Gerhard Fasol started software development around 1972 first coding in HPL on Hewlett-Packard Desktop computers of Ruhr-University Bochum. Gerhard also coded in HPL for HP desktop computers later for experimental analysis during his PhD research work on time-resolved luminescence at Cambridge University (Cavendish Lab).
First high-level computer languages learnt and used: ALGOL and FORTRAN.
First major coding and software engineering project: creating a model for the heat/temperature regulation of the human body using systems of coupled differential equations. Designed and coded solving the coupled differential equations using finite difference methods, coded in FORTRAN and implemented on IBM360. (Research assistantship project at the Institute of Physiology, Dept of Medicine, Ruhr-University Bochum).

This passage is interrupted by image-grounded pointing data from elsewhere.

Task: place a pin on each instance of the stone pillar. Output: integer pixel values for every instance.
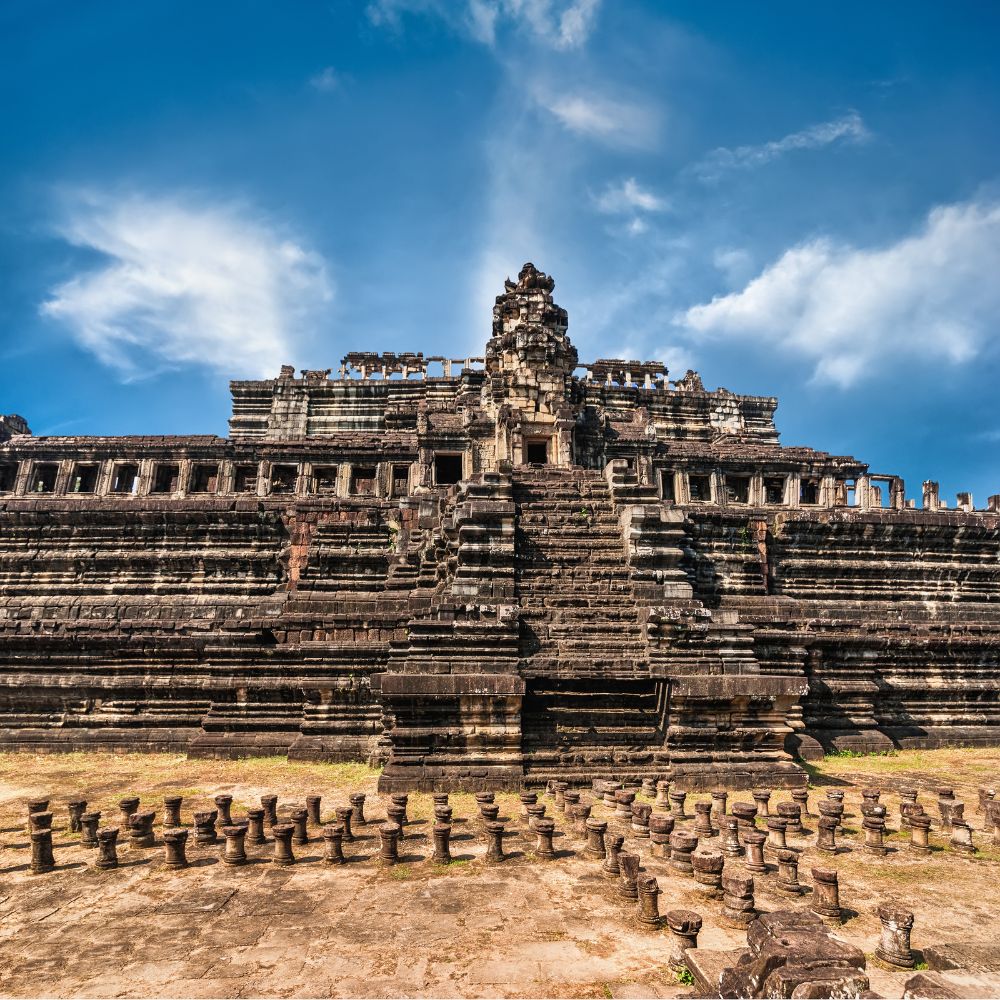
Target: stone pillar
(389, 843)
(88, 829)
(544, 830)
(776, 834)
(662, 795)
(791, 813)
(357, 801)
(494, 849)
(640, 819)
(127, 807)
(754, 842)
(660, 828)
(224, 806)
(107, 844)
(719, 801)
(731, 838)
(677, 798)
(907, 800)
(684, 927)
(300, 823)
(345, 814)
(708, 865)
(442, 844)
(628, 866)
(270, 806)
(961, 837)
(204, 827)
(174, 842)
(333, 844)
(76, 810)
(703, 820)
(894, 947)
(682, 844)
(612, 867)
(313, 803)
(649, 902)
(737, 901)
(172, 812)
(788, 871)
(234, 852)
(920, 824)
(596, 829)
(42, 859)
(558, 792)
(255, 827)
(140, 829)
(826, 838)
(826, 895)
(283, 833)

Gerhard created code for main frames, UNIX workstations, DEC PDP-11, Cray-Supercomputers, Mac-OS and several other systems.

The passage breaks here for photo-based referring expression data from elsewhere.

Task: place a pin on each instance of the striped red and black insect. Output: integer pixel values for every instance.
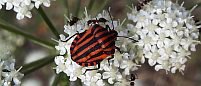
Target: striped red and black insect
(132, 78)
(95, 44)
(92, 46)
(103, 20)
(73, 21)
(142, 3)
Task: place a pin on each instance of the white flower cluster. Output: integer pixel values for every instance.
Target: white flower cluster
(114, 72)
(23, 7)
(166, 34)
(9, 76)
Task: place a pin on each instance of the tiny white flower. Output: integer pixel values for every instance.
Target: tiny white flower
(39, 2)
(166, 33)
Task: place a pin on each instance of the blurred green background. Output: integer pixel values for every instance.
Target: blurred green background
(29, 51)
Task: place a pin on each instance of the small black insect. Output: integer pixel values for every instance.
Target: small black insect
(141, 4)
(73, 21)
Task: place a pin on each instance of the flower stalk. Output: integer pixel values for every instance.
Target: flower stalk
(48, 22)
(31, 67)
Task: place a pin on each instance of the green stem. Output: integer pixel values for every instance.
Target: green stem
(48, 22)
(67, 11)
(56, 79)
(78, 8)
(31, 67)
(90, 5)
(105, 3)
(61, 79)
(16, 30)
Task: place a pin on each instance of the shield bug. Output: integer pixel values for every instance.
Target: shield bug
(132, 78)
(73, 21)
(92, 46)
(95, 44)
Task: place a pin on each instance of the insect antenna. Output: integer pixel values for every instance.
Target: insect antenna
(129, 38)
(71, 36)
(111, 19)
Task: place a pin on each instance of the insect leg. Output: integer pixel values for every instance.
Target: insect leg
(118, 49)
(72, 36)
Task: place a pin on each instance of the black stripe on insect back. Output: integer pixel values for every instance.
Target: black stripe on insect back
(88, 44)
(97, 46)
(89, 35)
(84, 47)
(96, 55)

Many scientific software projects to interpret and predict scientific experiments, including:
- electronic band structure calculations, and simulation of ultrafast processes in semiconductors, including GaAs. Electronic band structure calculations using the k.p model
- simulation of the vibrational spectra, and eigen-modes of complex crystals with very large unit cells, and layered structures. Later expanded at Cambridge University to study the vibrational properties and vibrational spectra of Si-Ge superlattices
- simulating and visualizing electron wave propagation in nano-devices by solving the time-dependend Schroedinger equation. Some results of this work were awarded 2nd Prize in the Computer Visualization Contest of Japan’s Computer Graphics Association (優秀賞「KGT賞」 『極小・超高速半導体デバイスを設計するための 量子輸送シミュレーション』 ●Fasol Gerhard(ファーソル・ゲルハルト) 東京大学生産技術研究所助教授), and won a mention in the Gordon Bell Prize for Parallel Processing. For details see here.

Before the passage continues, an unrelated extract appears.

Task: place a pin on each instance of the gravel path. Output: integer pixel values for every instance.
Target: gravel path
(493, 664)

For these calculation Gerhard used a dual core HP-Unix workstation, for which one of his Cambridge PhD colleagues who had since joined HP had been involved in the IC and architecture design. With the help and cooperation of the HP designers of the HP-Unix workstation, Gerhard adapted the software to the memory structure of the HP-workstation, and used a number of other techniques, such as optimizing hard vs soft exception handling to accelerate the software execution speed by a factor of several hundred times.